L’étude randomisée LBBB-RESYNC parue en 2022 dans le JACC a comparé la stimulation de branche gauche à une resynchronisation classique dans une population de patients présentant une cardiomyopathie non ischémique avec une FEVG < 35 % et un bloc de branche gauche complet.
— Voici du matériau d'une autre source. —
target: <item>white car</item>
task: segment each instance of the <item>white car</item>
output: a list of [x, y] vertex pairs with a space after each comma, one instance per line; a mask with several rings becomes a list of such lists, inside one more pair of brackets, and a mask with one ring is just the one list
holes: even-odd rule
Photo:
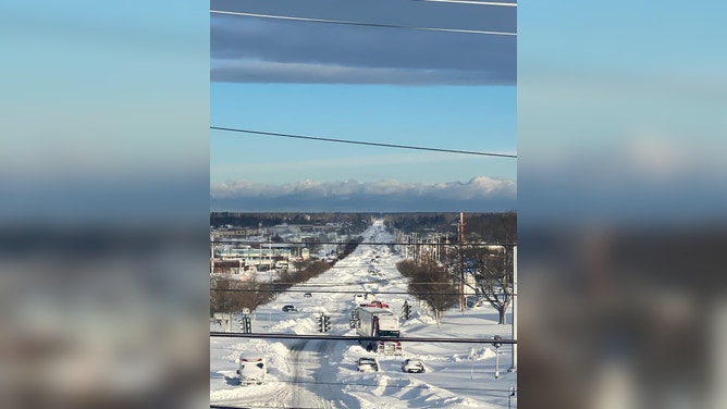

Après un suivi de 6 mois, la stimulation de branche gauche a démontré une amélioration significative de la fraction d’éjection du ventricule gauche, une diminution du NTproBNP et du volume télédiastolique du VG, comparativement à la resynchronisation classique(12).
Jusqu’alors nous ne disposions que d’études observationnelles, et ces résultats devraient permettre à cette nouvelle modalité de stimulation d’intégrer les prochaines recommandations européennes, même si elle doit pour l’instant être limitée aux échecs de resynchronisation.
Des données à long terme seront nécessaires afin de s’assurer de la sécurité de cette technique, notamment sur les possibilités d’extraction de la sonde.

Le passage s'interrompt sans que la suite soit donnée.